Oh, so you want to collect your receivables?

Most companies are really good at their craft, providing their products/services to customers with excellence. Fewer companies are as good at selling their products/services, most managing to just get by. Even fewer companies are good at collecting receivables after the sales process is presumably complete. Collecting receivables is really a simple process, contrary to what some may think. I promised in my last blog that I would follow up on this subject, so here it is. The answer is really very simple. Please read on…

One of my favorite movies is A League of Their Own starring Geena Davis, Tom Hanks, and Madonna. It is a fictionalized account of the All-American Girls Professional Baseball League during the World War II. In one scene, a young woman fails to throw to the cutoff from right field, allows the tying run to score, and is then chewed out by Tom Hanks, the grizzled coach. When she tears up, Hanks incredulously asserts, “There’s no crying in baseball!”

When it comes to accounts receivable, the analogy is: “There is no email in collections.” No email? That is your answer to better collections, Mr. B2B CFO? Yes, absolutely. Why? Because difficult conversations are never effectively handled by email. It is my firm belief that email is our way of avoiding difficult conversations. We know we should pick up the phone or pay a personal visit to work things out, but we send an email instead because we want to avoid confrontation at all cost. Email is easy, impersonal, and effectively avoids confrontation, but fails to expedite the receipt of a check, which is the goal.

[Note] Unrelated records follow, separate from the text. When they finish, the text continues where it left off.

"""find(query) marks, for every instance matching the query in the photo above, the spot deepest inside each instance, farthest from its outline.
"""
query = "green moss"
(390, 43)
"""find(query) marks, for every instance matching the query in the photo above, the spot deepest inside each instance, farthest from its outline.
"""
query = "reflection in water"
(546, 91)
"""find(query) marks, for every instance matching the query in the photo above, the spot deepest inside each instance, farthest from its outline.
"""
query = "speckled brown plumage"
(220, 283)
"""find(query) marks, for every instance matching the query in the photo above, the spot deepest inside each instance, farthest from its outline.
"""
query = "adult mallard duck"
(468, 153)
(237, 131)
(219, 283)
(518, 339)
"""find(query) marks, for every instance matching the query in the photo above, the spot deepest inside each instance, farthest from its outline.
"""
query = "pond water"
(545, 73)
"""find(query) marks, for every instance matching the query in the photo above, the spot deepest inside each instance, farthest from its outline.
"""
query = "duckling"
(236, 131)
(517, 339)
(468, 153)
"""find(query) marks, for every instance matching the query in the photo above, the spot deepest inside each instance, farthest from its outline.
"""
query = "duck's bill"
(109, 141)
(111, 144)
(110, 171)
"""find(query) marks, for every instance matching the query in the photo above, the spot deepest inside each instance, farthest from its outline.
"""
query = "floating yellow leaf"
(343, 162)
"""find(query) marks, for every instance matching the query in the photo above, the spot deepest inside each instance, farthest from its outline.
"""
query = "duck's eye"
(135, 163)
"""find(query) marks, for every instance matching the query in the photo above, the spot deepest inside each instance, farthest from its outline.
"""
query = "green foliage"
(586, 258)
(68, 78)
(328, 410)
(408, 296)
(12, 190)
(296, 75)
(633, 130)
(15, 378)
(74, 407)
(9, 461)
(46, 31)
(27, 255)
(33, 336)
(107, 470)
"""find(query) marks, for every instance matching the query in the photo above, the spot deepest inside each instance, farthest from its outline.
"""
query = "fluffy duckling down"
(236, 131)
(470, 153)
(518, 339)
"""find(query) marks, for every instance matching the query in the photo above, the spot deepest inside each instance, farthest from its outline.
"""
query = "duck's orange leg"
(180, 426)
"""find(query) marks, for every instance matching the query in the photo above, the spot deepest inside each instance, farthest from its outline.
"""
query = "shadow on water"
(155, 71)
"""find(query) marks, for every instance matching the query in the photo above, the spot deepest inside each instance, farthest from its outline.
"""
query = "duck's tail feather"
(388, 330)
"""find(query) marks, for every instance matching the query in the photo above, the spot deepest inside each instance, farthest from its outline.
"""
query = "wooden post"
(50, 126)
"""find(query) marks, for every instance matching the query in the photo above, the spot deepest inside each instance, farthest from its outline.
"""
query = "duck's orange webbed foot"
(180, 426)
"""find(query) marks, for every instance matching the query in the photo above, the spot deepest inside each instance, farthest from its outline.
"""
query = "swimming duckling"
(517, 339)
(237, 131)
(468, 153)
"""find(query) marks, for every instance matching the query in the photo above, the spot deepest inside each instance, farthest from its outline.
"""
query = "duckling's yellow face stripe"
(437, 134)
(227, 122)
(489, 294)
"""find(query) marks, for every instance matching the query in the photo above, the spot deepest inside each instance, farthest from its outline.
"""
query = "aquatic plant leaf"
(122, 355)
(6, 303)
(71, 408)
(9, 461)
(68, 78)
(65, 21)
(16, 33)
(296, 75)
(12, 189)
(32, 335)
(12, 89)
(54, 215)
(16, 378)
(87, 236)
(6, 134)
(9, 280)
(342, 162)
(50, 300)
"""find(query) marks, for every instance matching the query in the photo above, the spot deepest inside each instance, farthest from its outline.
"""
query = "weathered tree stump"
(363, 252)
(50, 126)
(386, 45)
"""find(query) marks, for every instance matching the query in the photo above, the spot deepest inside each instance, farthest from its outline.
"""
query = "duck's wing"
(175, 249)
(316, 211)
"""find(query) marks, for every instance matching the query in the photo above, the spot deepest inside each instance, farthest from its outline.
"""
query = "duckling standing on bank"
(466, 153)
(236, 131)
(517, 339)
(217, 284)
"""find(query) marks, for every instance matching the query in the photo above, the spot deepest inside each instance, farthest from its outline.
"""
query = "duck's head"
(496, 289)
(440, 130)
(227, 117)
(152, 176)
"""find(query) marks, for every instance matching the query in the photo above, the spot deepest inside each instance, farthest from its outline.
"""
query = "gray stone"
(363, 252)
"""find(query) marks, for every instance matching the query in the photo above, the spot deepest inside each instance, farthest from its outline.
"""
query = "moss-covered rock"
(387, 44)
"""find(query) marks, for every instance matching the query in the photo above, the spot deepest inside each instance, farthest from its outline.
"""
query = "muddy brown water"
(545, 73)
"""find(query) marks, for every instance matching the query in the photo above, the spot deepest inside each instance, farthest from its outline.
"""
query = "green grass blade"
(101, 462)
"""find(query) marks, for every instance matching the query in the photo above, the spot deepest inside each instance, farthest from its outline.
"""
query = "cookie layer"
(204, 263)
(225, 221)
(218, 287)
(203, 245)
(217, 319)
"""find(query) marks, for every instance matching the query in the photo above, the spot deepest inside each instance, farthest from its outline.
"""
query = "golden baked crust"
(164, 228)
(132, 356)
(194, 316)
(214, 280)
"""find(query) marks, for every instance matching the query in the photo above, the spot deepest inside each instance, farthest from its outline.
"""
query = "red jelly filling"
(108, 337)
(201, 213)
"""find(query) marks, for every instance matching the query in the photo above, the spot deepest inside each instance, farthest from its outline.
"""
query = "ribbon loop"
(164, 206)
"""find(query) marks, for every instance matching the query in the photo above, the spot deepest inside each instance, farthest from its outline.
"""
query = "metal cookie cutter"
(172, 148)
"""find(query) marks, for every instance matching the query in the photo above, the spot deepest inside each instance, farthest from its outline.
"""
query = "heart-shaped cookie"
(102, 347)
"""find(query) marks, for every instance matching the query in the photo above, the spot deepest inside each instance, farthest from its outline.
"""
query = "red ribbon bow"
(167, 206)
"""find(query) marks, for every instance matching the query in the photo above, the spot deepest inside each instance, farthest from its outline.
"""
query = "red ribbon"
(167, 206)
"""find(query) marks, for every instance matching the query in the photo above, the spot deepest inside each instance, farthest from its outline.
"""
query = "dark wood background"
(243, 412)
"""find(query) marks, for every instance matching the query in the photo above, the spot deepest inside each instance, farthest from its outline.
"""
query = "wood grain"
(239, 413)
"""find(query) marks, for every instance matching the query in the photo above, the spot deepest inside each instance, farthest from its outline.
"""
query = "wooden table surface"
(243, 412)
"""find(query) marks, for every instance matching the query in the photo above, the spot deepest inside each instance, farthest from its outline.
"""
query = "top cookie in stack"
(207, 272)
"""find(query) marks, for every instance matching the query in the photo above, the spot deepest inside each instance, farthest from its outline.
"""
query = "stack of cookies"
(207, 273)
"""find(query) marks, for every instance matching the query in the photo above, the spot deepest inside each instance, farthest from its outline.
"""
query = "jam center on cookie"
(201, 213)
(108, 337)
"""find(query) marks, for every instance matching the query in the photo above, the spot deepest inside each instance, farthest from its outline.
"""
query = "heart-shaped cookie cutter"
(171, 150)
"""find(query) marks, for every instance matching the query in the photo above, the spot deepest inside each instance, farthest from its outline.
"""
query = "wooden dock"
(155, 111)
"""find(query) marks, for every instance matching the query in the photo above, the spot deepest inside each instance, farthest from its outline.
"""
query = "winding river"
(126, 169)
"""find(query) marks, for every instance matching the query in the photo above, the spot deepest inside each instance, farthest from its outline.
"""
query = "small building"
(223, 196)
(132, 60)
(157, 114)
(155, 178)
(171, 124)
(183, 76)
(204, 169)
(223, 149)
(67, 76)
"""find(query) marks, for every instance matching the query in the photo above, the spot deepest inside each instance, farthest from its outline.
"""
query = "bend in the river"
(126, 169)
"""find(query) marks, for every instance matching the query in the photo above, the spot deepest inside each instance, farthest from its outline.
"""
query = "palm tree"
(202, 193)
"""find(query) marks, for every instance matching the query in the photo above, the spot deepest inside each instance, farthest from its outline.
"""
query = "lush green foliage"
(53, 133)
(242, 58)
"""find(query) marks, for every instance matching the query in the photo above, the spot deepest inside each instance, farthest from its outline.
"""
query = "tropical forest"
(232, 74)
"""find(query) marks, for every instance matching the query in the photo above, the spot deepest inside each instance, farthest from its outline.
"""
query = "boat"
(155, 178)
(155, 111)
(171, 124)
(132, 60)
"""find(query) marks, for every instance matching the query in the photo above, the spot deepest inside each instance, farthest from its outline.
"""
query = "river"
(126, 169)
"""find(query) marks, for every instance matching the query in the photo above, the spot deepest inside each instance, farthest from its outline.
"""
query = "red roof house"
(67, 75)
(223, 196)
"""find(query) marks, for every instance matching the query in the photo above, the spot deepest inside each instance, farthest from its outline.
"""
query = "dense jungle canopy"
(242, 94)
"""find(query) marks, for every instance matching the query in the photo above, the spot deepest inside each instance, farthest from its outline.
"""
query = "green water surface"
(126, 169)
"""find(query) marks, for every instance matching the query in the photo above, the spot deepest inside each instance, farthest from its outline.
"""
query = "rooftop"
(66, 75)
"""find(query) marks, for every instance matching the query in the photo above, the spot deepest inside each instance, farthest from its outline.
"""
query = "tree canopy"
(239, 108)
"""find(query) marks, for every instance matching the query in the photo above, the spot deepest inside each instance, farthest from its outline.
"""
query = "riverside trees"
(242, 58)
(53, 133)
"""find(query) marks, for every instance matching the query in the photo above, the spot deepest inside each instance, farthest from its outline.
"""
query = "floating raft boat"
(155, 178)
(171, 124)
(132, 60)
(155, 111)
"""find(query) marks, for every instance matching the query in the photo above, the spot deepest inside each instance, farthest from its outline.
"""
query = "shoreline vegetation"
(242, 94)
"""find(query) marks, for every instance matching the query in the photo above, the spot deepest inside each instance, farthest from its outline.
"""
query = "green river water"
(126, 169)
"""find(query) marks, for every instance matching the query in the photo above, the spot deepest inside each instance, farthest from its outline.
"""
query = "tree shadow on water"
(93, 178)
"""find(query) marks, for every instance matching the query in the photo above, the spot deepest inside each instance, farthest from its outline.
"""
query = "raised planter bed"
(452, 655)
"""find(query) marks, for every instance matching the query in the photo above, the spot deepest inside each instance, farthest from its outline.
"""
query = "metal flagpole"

Here’s how I see the collections, or should I say the non-collections process play out in far too many circumstances. The company makes a sale and sends out an invoice, then waits 30 days hoping to get a check. When that doesn’t happen, the company waits another 15 to 30 days, thinking that maybe the check really is in the mail. Then, a mail or email is sent to the customer to identify the past due amount, but either is so benign that it does not spur action on the part of the customer, or has so much venom that it comes across as rude or threatening. Does this sound at all familiar?

Managing receivables is as simple as picking up the telephone, as low-tech and pedestrian as that may seem. Below is a simple, yet surprisingly effective 5-step methodology for managing your accounts receivable and speeding up collections, mostly based on the intellectual property invented by Alexander Graham Bell in 1876.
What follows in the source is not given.